What to Outsource (Part 1): 6 Steps to Identifying your Company’s Core Competencies

Before making an outsourcing decision, one of the most important analyses you need to conduct is determining your core competencies, i.e. what your company does well. Guiding principles say that you should retain the activities that are your organizations core competencies and outsource ALL the rest. You or your organization might not want to outsource ALL the rest, but you do need to identify where your strengths lie, since you don’t want core activities that directly affect your value proposition, cost advantage or product/service differentiation, to operate outside of your control.

What are your company’s core competencies?
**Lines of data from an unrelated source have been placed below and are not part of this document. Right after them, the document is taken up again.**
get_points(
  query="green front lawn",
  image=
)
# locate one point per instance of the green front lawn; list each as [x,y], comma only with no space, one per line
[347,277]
“Core competencies include those things that your company does better than anyone else. I don’t mean the stuff printed in the annual report or the marketing brochures; I’m asking what, after a whole lot of self-examination, your company really does. For example, Nike figured out that its strengths are branding and marketing. Consequently Nike doesn’t manufacture a single thing. In fact, Nike is completely outsourced, except for branding and management departments. Not bad for a $4 billion company” (Ed Ashley, 2008).

Value Chain Analysis

Harvard Professor, Michael Porter, first introduced the value chain concept in his 1985 bookCompetitive Advantage, as a generic model made up of a sequence of activities found to be common to a wide range of organizations. Porter identified primary and support activities as shown in the following diagram:

Porter's Generic Value Chain Model

*The goal of both the Primary and Support activities is to offer the customer a level of value that exceeds the cost of the activities, thereby resulting with a profit margin.
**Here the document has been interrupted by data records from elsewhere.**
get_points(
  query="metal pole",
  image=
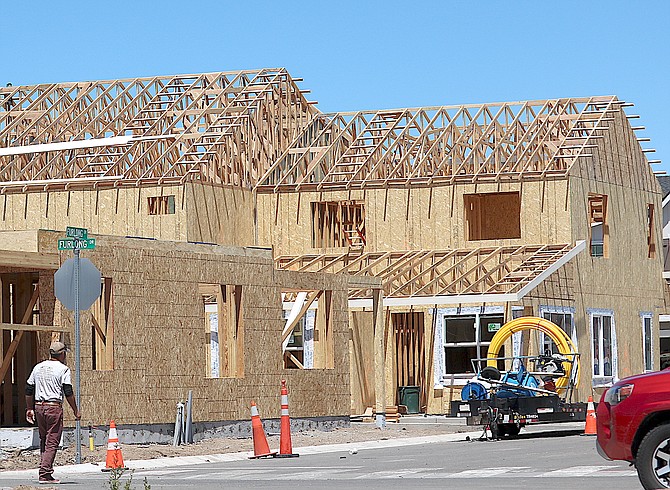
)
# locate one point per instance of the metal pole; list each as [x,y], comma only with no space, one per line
[77,353]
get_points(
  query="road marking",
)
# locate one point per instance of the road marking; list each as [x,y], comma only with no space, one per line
[486,472]
[380,475]
[573,471]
To determine your company’s strengths/core competencies, start by identifying the primary and secondary activities through which your company creates value. Together, this chain of activities makes up your company’s value chain.
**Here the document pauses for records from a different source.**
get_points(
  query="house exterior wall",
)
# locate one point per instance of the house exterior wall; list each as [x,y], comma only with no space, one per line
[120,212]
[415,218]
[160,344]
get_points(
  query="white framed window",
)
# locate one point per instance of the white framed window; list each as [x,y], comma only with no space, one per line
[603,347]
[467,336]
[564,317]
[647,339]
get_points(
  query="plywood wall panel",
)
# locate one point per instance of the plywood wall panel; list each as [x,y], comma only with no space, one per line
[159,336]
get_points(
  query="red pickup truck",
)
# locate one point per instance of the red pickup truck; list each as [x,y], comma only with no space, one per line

Your value chain is the whole sequence of value added activities that are important to customers when buying your products and services. Look beyond service features or product design when determining all customer decision-making criteria. If you’re in the apple juice business, for example, the apples, soil and growing methods are good candidates for your value chain. Buying boxes, packaging the crates, and picking the apples probably aren’t part of your value chain.

To determine your organization’s core competencies follow these steps:

  • Step 1: Brainstorm your business. Identify and make a list of all the activities related to creating, selling, delivering, and servicing your products and services.
  • Step 2: Identify core activities by removing administrative activities and any other overhead activities that don’t add value, create a cost advantage, or differentiate you from your competitors.
  • Step 3: For each core activity left, break it down into its logical parts and remove activities that don’t add value or create a cost advantage.
  • Step 4: If you can, break those logical parts down further, into elemental tasks and again remove activities that do not add value or create a cost advantage.
  • Step 5: After you sufficiently break down the activities related to your products and services into their elemental tasks, compare yours to those of you competitors and remove activities that do not differentiate you from your competition.
  • Step 6: After you identify all those activities that do add value, decide what to do with the ones left over

Outsourcing Value Chain Activities

A thorough value chain analysis can illuminate your business operations to facilitate outsourcing decisions. Your firm may specialize in one or more of the value chain activities and decide to outsource those activities that are not core to your value proposition.

Consider the following when selecting activities to outsource:

  • Can the activity be performed less costly and/or better by suppliers?
  • What is the risk of performing the activity in-house? If the activity relies on fast-changing technology or the product is sold in a fast-changing market, it may be advantageous to outsource the activity in order to maintain flexibility and avoid the risk of investing in specialized assets.
  • Would outsourcing result in business process improvements such as reduced lead time, higher flexibility, reduced inventory, etc?

*Works CitedEd Ashley. (2008). Outsourcing for Dummies. Hoboken, New Jersey: Wiley Publishing, Inc.